Os indultos possuem caráter humanitário, beneficiando detentos com doenças graves ou deficiências físicas que impeçam o cumprimento da pena no estabelecimento prisional. De acordo com a Constituição, acusados de hediondos não podem ser beneficiados pelo indulto.
“Desde 2019, porém, Bolsonaro incluiu no indulto: militares em operações de Garantia da Lei e da Ordem que tenham sido condenados por crime de excesso culposo, previsto no Código Penal Militar.

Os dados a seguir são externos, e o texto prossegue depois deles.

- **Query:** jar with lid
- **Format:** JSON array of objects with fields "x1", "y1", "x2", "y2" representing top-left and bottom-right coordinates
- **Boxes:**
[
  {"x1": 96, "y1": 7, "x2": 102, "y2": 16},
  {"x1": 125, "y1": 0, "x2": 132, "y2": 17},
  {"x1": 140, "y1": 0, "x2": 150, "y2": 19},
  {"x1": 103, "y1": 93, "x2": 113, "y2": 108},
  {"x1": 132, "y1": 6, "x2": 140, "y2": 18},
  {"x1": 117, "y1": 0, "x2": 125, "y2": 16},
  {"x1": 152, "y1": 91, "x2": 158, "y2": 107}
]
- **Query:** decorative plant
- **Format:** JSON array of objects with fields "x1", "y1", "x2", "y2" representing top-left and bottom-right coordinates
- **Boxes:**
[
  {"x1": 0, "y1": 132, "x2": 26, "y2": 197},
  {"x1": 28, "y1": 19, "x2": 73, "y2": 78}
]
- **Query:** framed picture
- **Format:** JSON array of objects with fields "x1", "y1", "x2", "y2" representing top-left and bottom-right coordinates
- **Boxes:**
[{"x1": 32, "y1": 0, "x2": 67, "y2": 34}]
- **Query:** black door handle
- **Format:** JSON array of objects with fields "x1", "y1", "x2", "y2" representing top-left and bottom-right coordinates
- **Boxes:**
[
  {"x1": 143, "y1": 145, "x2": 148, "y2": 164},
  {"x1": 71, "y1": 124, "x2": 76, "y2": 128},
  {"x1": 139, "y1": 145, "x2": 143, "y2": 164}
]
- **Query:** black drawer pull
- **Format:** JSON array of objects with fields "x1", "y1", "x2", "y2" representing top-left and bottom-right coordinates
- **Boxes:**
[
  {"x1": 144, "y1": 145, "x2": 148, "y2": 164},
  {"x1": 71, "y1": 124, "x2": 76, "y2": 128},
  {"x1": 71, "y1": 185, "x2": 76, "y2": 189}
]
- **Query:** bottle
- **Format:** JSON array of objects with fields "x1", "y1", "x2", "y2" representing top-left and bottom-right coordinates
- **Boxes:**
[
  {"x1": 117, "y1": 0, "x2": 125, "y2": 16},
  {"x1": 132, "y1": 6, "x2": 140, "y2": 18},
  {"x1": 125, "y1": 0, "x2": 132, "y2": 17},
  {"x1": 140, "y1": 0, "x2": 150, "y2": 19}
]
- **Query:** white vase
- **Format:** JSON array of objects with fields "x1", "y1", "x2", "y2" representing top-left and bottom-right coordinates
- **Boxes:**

De acordo com o artigo, configura crime ‘o agente que excede culposamente os limites da necessidade’; agentes públicos condenados pelo mesmo crime, também previsto no Código Penal, e aqueles que cometeram ato, mesmo fora do serviço, ‘em razão de risco decorrente da sua condição funcional ou em razão do seu dever de agir’, de acordo com o texto do decreto do ano passado”, ressalta a reportagem.
Ainda conforme a reportagem,”o texto elaborado pelo CNPCP, assim como ocorreu nos anos anteriores, o indulto não contemplará: condenados por crimes contra a Administração Pública, em especial aqueles condenados por peculato, concussão, corrupção passiva, corrupção ativa e tráfico de influência; ‘"pela gravidade e repercussão’, condenados por lavagem de dinheiro, por crimes previstos na Lei de Organizações Criminosas e por pedofilia”.
“O texto cita expressamente na lista dos excluídos do benefício condenados por crimes previstos no Código Penal Militar. No ano passado, o CNPCP recomendou o perdão a militares e profissionais de segurança, mas de forma mais restrita. Ao assinar o decreto, Bolsonaro ampliou o leque dos beneficiados. Neste ano, esse grupo deve ficar de fora do texto final”, completa a colunista.